Friday, July 24, 2009
Thursday, July 23, 2009
We know that if we are to have more children, we are unwilling to have a baby before our daughter is at least potty trained. There are various reasons behind that but its something that we both feel very strongly about. Ms. Birdie has to be our first consideration when thinking about birth control options. I am breastfeeding and I am going to do everything I can to make sure that we're still nursing at her second birthday. At this point we are delaying vaccinations so extended nursing is a must if we want her to be as healthy as possible. This means that whatever I put in my body will go into hers. Even though "they" say that hormonal birth control is safe during breastfeeding, they just don't know for sure. I can't find any decent studies that have followed little girls who were breast fed while their mothers were on hormonal birth control throughout their lives and into their childbearing years. The studies just don't exist. Without good information I can't make an informed decision on whether or not I feel safe using hormonal birth control. That means taking the pill, patch, Nuva Ring, Mirena, and shot are all out of the question. That covers a big chunk of the birth control industry.
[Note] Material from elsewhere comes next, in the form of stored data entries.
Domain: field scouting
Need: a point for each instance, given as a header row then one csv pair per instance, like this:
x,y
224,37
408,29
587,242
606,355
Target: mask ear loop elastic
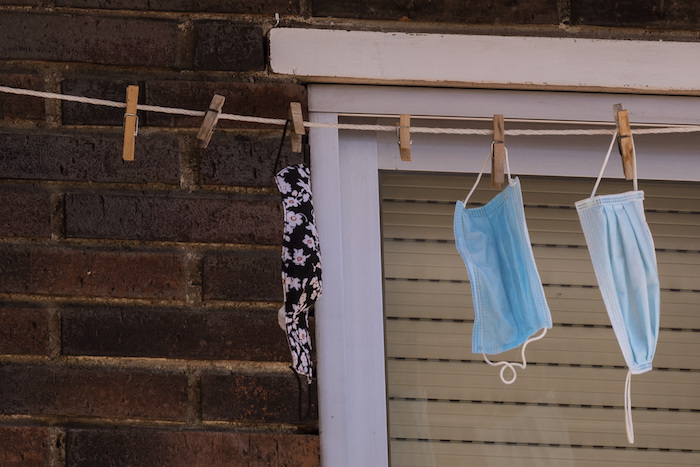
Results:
x,y
481,172
629,427
605,163
512,365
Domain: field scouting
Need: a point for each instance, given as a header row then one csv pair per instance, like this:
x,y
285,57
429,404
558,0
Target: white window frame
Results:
x,y
345,168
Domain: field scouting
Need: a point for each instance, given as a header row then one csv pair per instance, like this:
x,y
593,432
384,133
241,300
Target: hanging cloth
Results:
x,y
509,301
624,260
301,263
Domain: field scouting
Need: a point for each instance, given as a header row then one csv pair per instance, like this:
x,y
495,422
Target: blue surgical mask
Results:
x,y
509,301
624,260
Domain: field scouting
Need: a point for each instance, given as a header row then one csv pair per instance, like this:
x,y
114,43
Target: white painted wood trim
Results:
x,y
486,61
350,316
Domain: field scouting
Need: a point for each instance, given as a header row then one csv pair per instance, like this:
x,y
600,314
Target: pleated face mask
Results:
x,y
509,301
624,260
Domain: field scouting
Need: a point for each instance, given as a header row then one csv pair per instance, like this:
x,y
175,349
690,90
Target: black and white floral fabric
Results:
x,y
301,263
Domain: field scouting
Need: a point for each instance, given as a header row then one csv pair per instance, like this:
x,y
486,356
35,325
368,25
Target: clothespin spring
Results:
x,y
136,127
398,136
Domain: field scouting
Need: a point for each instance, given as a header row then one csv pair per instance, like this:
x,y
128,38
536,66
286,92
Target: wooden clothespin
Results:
x,y
131,122
298,130
404,134
624,140
210,120
499,151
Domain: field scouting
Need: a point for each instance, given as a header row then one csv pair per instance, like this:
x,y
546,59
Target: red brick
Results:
x,y
683,14
173,333
260,100
17,107
92,392
24,446
91,272
157,216
23,330
255,7
76,38
224,46
146,448
25,212
244,160
256,398
94,156
474,11
242,276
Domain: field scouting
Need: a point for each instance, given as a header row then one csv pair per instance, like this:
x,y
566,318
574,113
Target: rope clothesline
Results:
x,y
344,126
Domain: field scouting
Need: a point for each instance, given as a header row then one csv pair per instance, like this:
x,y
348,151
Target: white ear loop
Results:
x,y
629,427
605,163
511,365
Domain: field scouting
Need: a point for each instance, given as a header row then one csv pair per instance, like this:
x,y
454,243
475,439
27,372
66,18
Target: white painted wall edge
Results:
x,y
488,61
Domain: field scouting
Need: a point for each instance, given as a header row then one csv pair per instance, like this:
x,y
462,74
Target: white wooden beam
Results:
x,y
486,61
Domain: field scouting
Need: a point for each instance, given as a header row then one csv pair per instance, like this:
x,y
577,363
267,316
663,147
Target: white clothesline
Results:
x,y
344,126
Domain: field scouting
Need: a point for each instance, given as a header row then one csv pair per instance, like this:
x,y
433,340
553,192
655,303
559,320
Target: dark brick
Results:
x,y
265,100
92,392
471,11
95,157
73,38
214,6
296,451
91,272
24,330
242,276
157,216
173,333
244,159
256,398
260,100
683,14
21,2
146,448
25,212
17,107
24,446
221,45
76,113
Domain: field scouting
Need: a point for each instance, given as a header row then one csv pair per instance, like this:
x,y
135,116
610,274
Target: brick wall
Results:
x,y
138,300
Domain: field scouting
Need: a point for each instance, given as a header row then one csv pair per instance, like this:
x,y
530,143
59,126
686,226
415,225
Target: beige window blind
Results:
x,y
449,408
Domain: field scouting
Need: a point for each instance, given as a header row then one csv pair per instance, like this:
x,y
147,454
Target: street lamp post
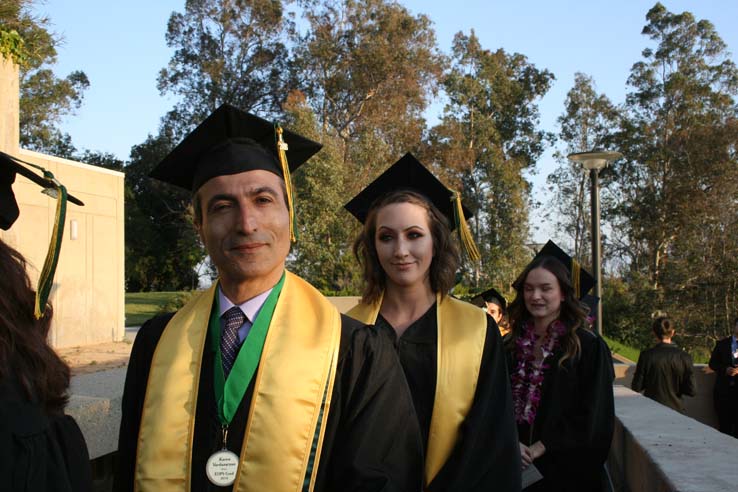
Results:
x,y
594,161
That leaves us with barrier methods, fertility awareness method (FAM) or non-hormonal IUDs. Right now we're using condoms, but DH and I are bad at barrier methods. Because we are so unwilling to have another baby right off the bat (even though we're fully breastfeeding and the Lactation Amenorrhea Method is very effective in the first six months, we don't want any surprises) our sex life has taken a hit. The condoms pretty much take the fight out of us and we end up not having sex. We've tried sponges before and diaphragms but its just not for us. So scratch off the barrier methods.
That leaves FAM and IUDs. I have philosophical issues with IUDs. I don't know when life begins but the fact that IUDs essentially cause a miscarriage doesn't make me happy. Its my own personal hang up. Scratch the IUD.
Our only real option is FAM. We're experienced with it, thats how we got pregnant in the first place. Its cheap. Its fairly effective when used consistently. There are no drugs involved. No preparation before sex. Its nearly perfect. It just requires time and will power.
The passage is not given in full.